The leap–that small genetic effect sizes means no prospects of drug discovery–sounds reasonable, but is actually wrong. Here’s an example of why:
Consider a trait like, say, cholesterol levels. Massive genome-wide association studies have been performed on this trait, identifying a large number of loci of small effect. One of these loci is HMGCR, coding for HMG-CoA reductase, an important molecule in cholesterol synthesis. The allele identified increases cholesterol levels by 0.1 standard deviations, meaning a genetic test would have essentially no ability to predict cholesterol levels. By the logic of the Newsweek piece, any drug targeted at HMGCR would have no chance of becoming a blockbuster.

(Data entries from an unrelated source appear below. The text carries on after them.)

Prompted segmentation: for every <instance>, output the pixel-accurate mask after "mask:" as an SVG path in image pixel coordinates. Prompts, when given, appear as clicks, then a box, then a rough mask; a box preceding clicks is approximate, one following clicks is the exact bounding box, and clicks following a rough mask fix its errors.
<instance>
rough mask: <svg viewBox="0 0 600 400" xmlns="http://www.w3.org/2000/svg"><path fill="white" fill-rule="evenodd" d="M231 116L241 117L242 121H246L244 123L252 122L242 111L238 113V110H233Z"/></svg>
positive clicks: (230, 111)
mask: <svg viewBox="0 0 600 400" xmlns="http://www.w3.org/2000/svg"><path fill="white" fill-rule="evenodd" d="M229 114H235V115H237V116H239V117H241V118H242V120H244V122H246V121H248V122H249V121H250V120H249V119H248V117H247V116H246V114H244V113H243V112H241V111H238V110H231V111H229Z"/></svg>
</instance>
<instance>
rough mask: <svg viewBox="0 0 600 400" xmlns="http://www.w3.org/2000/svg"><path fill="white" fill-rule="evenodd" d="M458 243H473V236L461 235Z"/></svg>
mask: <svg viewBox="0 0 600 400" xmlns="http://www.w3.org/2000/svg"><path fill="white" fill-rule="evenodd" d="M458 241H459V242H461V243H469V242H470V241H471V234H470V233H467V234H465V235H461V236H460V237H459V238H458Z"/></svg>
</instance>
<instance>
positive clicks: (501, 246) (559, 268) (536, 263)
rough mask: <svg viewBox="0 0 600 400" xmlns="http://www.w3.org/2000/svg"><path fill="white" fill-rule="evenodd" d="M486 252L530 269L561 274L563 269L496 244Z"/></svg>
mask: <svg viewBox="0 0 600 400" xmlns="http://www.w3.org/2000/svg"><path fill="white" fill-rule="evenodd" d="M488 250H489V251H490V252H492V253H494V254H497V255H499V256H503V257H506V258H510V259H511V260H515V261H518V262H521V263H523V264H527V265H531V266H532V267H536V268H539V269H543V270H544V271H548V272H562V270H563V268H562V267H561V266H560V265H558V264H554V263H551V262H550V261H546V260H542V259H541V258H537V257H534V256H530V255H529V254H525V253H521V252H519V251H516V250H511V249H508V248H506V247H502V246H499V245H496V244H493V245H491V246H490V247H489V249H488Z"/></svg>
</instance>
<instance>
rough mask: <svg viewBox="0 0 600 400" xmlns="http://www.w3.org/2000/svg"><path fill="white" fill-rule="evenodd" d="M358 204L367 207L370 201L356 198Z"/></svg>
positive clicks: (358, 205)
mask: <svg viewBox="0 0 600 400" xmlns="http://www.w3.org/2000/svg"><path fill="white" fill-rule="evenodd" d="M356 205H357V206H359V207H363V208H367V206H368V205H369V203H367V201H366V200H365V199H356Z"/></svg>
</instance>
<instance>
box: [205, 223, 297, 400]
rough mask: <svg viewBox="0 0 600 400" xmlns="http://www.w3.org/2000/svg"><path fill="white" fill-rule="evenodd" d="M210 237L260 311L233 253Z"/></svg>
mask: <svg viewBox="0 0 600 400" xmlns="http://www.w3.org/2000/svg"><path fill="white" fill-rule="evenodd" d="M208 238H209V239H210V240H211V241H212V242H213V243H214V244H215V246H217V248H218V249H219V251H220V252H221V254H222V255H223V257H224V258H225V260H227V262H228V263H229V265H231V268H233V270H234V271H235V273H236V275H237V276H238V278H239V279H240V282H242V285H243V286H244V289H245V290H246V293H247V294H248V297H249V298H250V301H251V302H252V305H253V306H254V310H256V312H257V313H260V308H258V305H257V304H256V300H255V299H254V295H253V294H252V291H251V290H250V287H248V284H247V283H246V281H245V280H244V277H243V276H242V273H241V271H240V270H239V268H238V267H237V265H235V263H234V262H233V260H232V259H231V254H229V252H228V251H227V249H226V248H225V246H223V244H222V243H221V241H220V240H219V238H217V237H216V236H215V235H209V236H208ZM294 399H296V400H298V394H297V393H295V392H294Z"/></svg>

Any doctor knows where I’m going with this: one of the best-selling groups of drugs in the world currently are statins, which inhibit the activity of (the gene product of) HMGCR. Of course, statins have already been invented, so this is something of a cherry-picked example, but my guess is that there are tens of additional examples like this waiting to be discovered in the wealth of genome-wide association study data. Figuring out which GWAS hits are promising drug targets will take time, effort, and a good deal of luck; in my opinion, this is the major lesson from Decode (which is not all that surprising a lesson)–drug development is really hard.